Oregon has become the fourth state in the nation to enact a “right to repair” law to make it easier for consumers and independent shops to repair electronic devices.

Gov. Tina Kotek signed Senate Bill 1596 on Thursday, which requires manufacturers to provide documentation, parts, tools and other equipment needed to repair electronic devices at a “fair cost” and “reasonable” terms. will be required.

“This is a win for consumers and will help close the digital divide and support small businesses across the state,” Kotek said in a statement.

The bill will take effect in January. The bill was sponsored by state Sen. Janine Solman, D-Hillsborough, who first began pushing the bill in 2021. He won confirmation this Congress with support from Democrats and several Republicans, including Republican Sen. Kim Thatcher of Kaiser. The few lawmakers who opposed the bill were Republicans.

“Our new Right to Repair Act is a reasonable, common-sense step to reduce costs and put more power back in the hands of consumers,” Solman said in a statement.

The law is expected to make it cheaper for consumers and independent repair shops to repair electronic devices such as smartphones and computers. It is also expected to reduce emissions and e-waste. Speaking on the House floor, Rep. Courtney Neron (D-Wilsonville) said that Oregonians throw away nearly 5,000 cell phones every day, and if they kept them for another year, that would mean 8,100 cars off the road. He said it would be equivalent to removing it from the

Supporters say the law will also benefit marginalized communities who are often sidelined in the digital world. A 2021 report from the Federal Trade Commission to Congress said consumer products are becoming increasingly difficult to repair and maintain, and communities of color are being disproportionately affected.

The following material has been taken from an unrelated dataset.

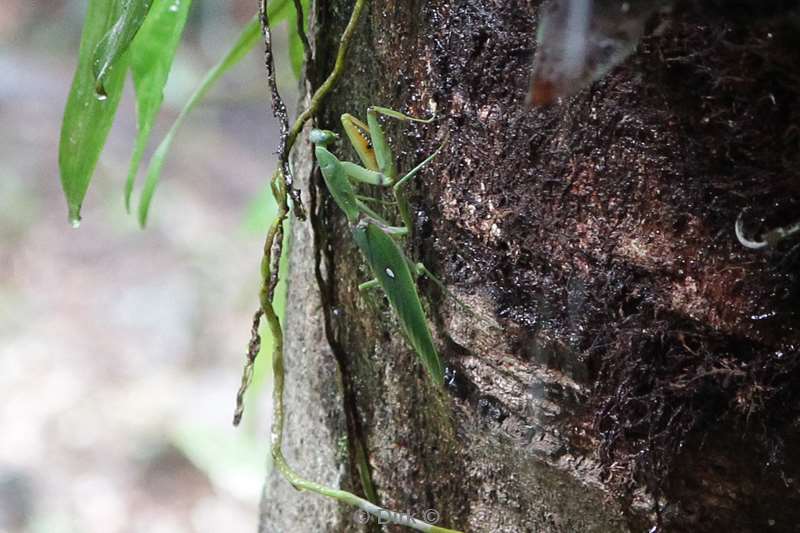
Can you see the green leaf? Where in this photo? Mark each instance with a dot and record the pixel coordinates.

The bill received broad support from small businesses and consumer advocacy groups, including OSPIRG, a statewide public interest group.

“Manufacturers can no longer use anti-consumer software to prevent third-party repairs,” OSPIRG Director Charlie Fisher said in a statement. “Small and medium-sized businesses will now be able to modify consumer technology without jeopardizing device performance.”

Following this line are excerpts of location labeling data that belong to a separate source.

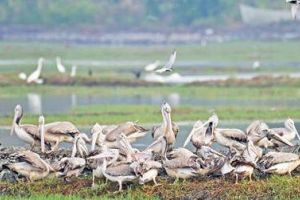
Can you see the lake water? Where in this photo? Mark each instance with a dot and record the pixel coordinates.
(7, 140)
(36, 103)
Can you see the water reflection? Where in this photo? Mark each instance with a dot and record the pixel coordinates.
(34, 103)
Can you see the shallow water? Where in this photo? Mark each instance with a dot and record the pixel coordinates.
(36, 103)
(142, 143)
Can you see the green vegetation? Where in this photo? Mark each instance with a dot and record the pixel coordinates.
(118, 14)
(273, 187)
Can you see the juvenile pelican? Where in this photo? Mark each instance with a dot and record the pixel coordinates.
(280, 162)
(169, 65)
(34, 77)
(27, 132)
(31, 166)
(152, 66)
(57, 132)
(120, 173)
(289, 132)
(60, 66)
(167, 129)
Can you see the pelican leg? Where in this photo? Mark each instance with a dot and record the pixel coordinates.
(236, 178)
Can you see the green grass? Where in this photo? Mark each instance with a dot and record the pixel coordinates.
(271, 187)
(104, 114)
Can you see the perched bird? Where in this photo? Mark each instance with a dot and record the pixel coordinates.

Only one major manufacturer, Apple, opposed the bill. Apple representatives who testified against the bill said it would undermine the company's security efforts, a claim that lawmakers questioned. The company has come under increased regulatory scrutiny, with the European Union recently fining the company about $2 billion and this month 15 states, including Oregon, accusing Apple of trying to illegally corner the smartphone market. Participating in the U.S. Department of Justice's lawsuit.

In addition to Oregon, Minnesota, New York, and California also have right-to-repair technology laws. Massachusetts approved a vehicle right-to-repair law, and Colorado adopted wheelchair and farmers laws.